The light was, indeed, swaying with the motion of the tree, but a moment later it swayed much more violently. Barney had taken it from its nail, and was swinging it to and fro in a long arc, in the usual manner of hailing a passing steamboat.

“It ain’t the beacon at all—or else some one is using it for a signal-light!” exclaimed the pilot.

He threw the lever, and the search-light blazed out. A turn of a little wheel overhead directed the beams, and out of the darkness leaped the picture of a caved bank, a treetop waving in the water, and the figure of some one in the treetop swaying the light.

“It’s the beacon all right,” said the pilot, “or it’s where the beacon was.”

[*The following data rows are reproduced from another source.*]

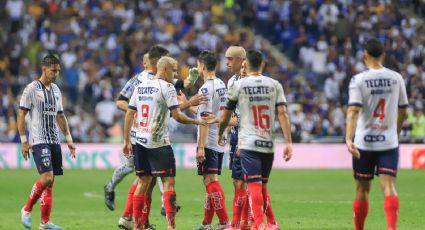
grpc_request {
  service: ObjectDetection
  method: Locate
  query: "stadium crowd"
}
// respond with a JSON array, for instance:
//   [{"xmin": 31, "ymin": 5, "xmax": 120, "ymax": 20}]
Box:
[{"xmin": 0, "ymin": 0, "xmax": 425, "ymax": 142}]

He reached for a rope, and sounded loudly three long blasts of the whistle, two short and another long. On the lower deck all was activity at once.

“What’s the landing, Mr. Hinckley?” came a deep voice from the darkness below. The pilot leaned out of the window and answered:

“Head of Big Timber Bend, captain. Something wrong with the beacon—some one in the water.”

He signaled the engine-room and the wheels stopped, and again the Rupert Lee swung round.

Hinckley took a quick survey of the bank up and down the bend, then turned his light on the beacon tree. The figure of Barney stood out in bold detail.

“Hello!” said the pilot. “It’s the kid that tends the light. Lower the stage on deck there, and brace the inner end of it. Send some one out to pick the boy out of that tree. We will have to do it quick. Don’t miss him, now.”